Every single year, someone on SGA thinks the biggest change they can make at this school is giving their dorm a water fountain. I like water. It keeps us alive. But we already have a lot of water. You know what students don’t have? Any real legislative influence over actual school policy.

If “shared governance” is going to mean more than funding projects, student leaders need to stand up and assert an actual right of not just “shared governance,” but real governance.

The College Voice also needs to do better. This year, we have tried to improve our News coverage of the College. But we haven’t covered SGA as much as we should have. Going forward, here’s what we plan to do and here’s what we need from SGA:

The College Voice will cover SGA elections before, during, and after they happen. In the past, The College Voice has struggled to regularly cover elections and has failed to report basic election results. For some unknown reason, SGA itself has rarely reported complete election results, instead only announcing who won an election. The College Voice will be publishing election results, including vote tallies for every candidate. For this, we will need the assistance of SGA to accurately report election results. Twice this year, the SGA Chief of Communications has sent The College Voice blurry screenshots of election results. It is unclear how it is technologically possible to take a blurry screenshot.

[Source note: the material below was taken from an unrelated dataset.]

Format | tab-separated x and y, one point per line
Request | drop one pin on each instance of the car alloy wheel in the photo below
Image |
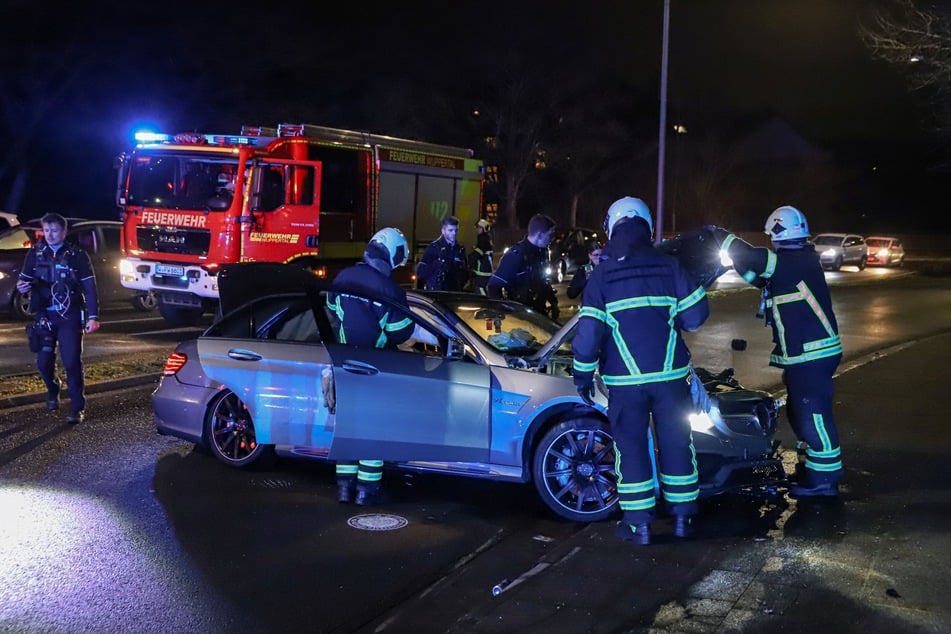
573	470
229	431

The College Voice will cover systemic trends of SGA elections. We hope to find out why executive board positions are often uncontested. We also hope to find out why voter turnout is almost always so incredibly low that SGA extends voting periods to meet a 20% turnout threshold. Recently, the winner of school-wide election for Chair of Equity and Inclusion received only 125 votes.

The Assembly must maintain an easily-accessible record of anything that happens during SGA meetings. Formal agendas, minutes, resolutions, and more should be accessible to anyone at the College. SGA should also consider recording meetings to eliminate the week-long waiting period before SGA minutes become official record.

SGA must also reform the Chief of Communications position to ensure professionalism and create a more formal line of communication between SGA and The College Voice. This year, The College Voice has struggled to communicate with the Chief of Communications. Between blurry screen shots of election results and multiple instances of questions going unanswered, SGA’s communications officer has not been formally open with us. Many members of the assembly have been incredibly open at times, including the vast majority of the executive board. However, this happens informally, from peer to peer, not from newspaper to student government.

The student body’s lack of interest in SGA must be frustrating to SGA representatives, particularly for those student government leaders who have put in hard and honest work over their many years on the Assembly. Students do care what happens at this school, either at the level of policy or at the level of what impacts students’ everyday lives. But SGA needs to go beyond water fountains, communicate better, and expand the definition of student government at Conn.

There are some on campus whose lack of engagement with SGA derives from a belief that SGA can’t do anything, that “shared governance” is an illusion, not a reality. Those people might say that if SGA tried to pass legislation that altered Student Code of Conduct and Honor Code policies, administrators simply wouldn’t listen. This concern is completely valid. It is certainly possible Dean Cardwell would enter into a despotic rage if SGA were to pass a resolution that tried to change any features of the Student Handbook or disciplinary policies.

The College will eventually have to give respect to a Student Government that demands it. If the College abides, it will make shared governance for the student body legitimate. If it doesn’t, it will be explicitly defining “shared governance” and “honor code” to be marketing bullet-points that help convince Boston-area high schoolers that if they come to Conn, they can leave their laptop charger on a library table and they can advocate for their very own water fountain.

Whatever the result, expect The College Voice to cover all of this. If we don’t meet those expectations, hold us accountable. Better yet, come report for us.